Implement Bufdir alignment validation checks
epic-activity-statistics-dashboard-data-foundation-task-012 — Build the Bufdir Alignment Validator service that compares aggregated totals from the stats views against an independent SQL query that replicates the Bufdir export pipeline logic. The validator runs as a background check and emits a BufdirAlignmentResult(delta, percentageDrift) object. If any numeric field drifts by more than 0.01 %, it logs a structured warning via the app analytics service. This validator is the automated guardrail ensuring zero reconciliation delta between the dashboard and Bufdir export.
Acceptance Criteria
Technical Requirements
Execution Context
Tier 5 - 253 tasks
Can start after Tier 4 completes
Implementation Notes
The independence of the two queries is the entire point of this validator — if both queries use the same materialized view, drift will never be detected. The RPC function (`rpc_bufdir_export_totals`) must query the `activities` base table directly, replicating the aggregation logic from the Bufdir export pipeline, not the materialized view. This should be coordinated with task-004. Percentage drift formula: `percentageDrift = (abs(viewTotal - rpcTotal) / max(viewTotal, 1)) * 100`.
Use `max(viewTotal, 1)` as denominator to avoid division by zero while still reporting meaningful drift when viewTotal is 0 but rpcTotal is non-zero. The 5-minute rate limit should be implemented as a simple in-memory `DateTime? lastValidationRun` field on the service — no persistence needed since drift is a transient concern. Register the validator as a Riverpod provider and trigger it from the Stats BLoC's data-loading state transition.
Ensure `analyticsService.logWarning` calls include `chapter_id` (not user ID) and the reporting period for traceability without PII exposure.
Testing Requirements
Unit tests with mocked `StatsRepository` and mocked Supabase RPC client: (1) aligned case — both sources return same totals, `isAligned = true`, no analytics warning logged; (2) drift within threshold (0.005%) — `isAligned = true`, no warning; (3) drift above threshold (0.02%) — `isAligned = false`, `analyticsService.logWarning` called with correct field name and drift value; (4) RPC failure — `isAligned = false`, `analyticsService.logError` called, no exception propagated to caller; (5) zero-value stats — `percentageDrift = 0.0`, no division-by-zero; (6) feature flag disabled — validator returns immediately with `isAligned = true` without calling either data source. Integration test: seed known totals in local Supabase, run validator, assert `isAligned = true`.
Materialized views over large activity tables may have refresh latency exceeding the 2-second SLA under high insert load, causing stale data to appear on the dashboard immediately after a peer mentor registers an activity.
Mitigation & Contingency
Mitigation: Design the materialized view refresh trigger to run asynchronously via a Supabase Edge Function rather than a synchronous trigger, and set a maximum staleness tolerance of 5 seconds documented in the feature spec. Add a CONCURRENTLY refresh strategy so reads are never blocked.

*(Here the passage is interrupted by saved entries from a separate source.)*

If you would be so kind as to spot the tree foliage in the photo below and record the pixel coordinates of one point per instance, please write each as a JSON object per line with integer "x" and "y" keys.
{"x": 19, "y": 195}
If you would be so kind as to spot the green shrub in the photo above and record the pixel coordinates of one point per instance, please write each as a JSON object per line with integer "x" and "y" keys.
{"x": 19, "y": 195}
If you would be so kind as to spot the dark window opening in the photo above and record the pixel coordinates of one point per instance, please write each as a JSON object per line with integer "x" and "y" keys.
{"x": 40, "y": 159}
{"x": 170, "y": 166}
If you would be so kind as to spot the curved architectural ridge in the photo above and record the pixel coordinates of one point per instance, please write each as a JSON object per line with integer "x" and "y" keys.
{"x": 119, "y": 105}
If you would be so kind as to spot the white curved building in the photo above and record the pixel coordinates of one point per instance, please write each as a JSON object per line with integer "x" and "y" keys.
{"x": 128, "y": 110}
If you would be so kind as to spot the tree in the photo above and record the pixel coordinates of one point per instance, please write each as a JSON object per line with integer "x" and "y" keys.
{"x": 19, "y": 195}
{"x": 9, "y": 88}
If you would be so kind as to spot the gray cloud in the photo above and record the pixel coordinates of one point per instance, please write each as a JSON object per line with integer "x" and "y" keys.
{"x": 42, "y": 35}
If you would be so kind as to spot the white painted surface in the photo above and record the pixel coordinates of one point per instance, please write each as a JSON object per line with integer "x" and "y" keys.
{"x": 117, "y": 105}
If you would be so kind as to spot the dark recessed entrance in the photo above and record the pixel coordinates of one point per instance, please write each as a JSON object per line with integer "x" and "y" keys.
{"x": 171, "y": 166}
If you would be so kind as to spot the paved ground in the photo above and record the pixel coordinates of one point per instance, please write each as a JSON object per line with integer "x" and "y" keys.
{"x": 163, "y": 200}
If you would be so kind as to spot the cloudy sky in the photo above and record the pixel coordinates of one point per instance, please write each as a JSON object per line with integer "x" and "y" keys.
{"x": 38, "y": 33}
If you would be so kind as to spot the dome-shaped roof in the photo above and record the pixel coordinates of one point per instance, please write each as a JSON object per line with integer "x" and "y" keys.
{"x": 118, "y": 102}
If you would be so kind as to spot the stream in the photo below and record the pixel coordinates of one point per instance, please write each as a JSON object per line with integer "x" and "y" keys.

Contingency: If refresh latency cannot meet SLA, fall back to a regular (non-materialized) view for the dashboard and accept slightly higher query cost per request. Revisit materialized approach once Supabase pg_cron or background workers are available.
The aggregation counting rules for the dashboard may diverge from those used in the Bufdir export pipeline (e.g., which activity types count, how duplicate registrations are handled), creating a reconciliation burden for coordinators at reporting time.
Mitigation & Contingency
Mitigation: Run the BufDir Alignment Validator against a shared reference dataset before any view is merged to main. Encode the counting rules as a shared Supabase function called by both the stats views and the export query builder so there is a single source of truth.
Contingency: If divergence is discovered post-launch, ship a visible banner on the dashboard stating that numbers are indicative and may differ from the export until the reconciliation fix is deployed. Prioritize the fix as a P0 defect.
Multi-chapter coordinators (up to 5 chapters per NHF requirement) require RLS policies that filter on an array of chapter IDs, which is more complex than single-value RLS and could be misconfigured, leaking data across chapters or blocking legitimate access.
Mitigation & Contingency
Mitigation: Write integration tests that verify cross-chapter isolation for a coordinator assigned to chapters A and B cannot see data from chapter C. Use parameterized RLS policies with auth.uid()-based chapter lookup to avoid hardcoded values.
Contingency: If RLS misconfiguration is detected in testing, temporarily restrict coordinator queries to single-chapter scope (coordinator's primary chapter) and ship multi-chapter support as a fast-follow patch once RLS logic is verified.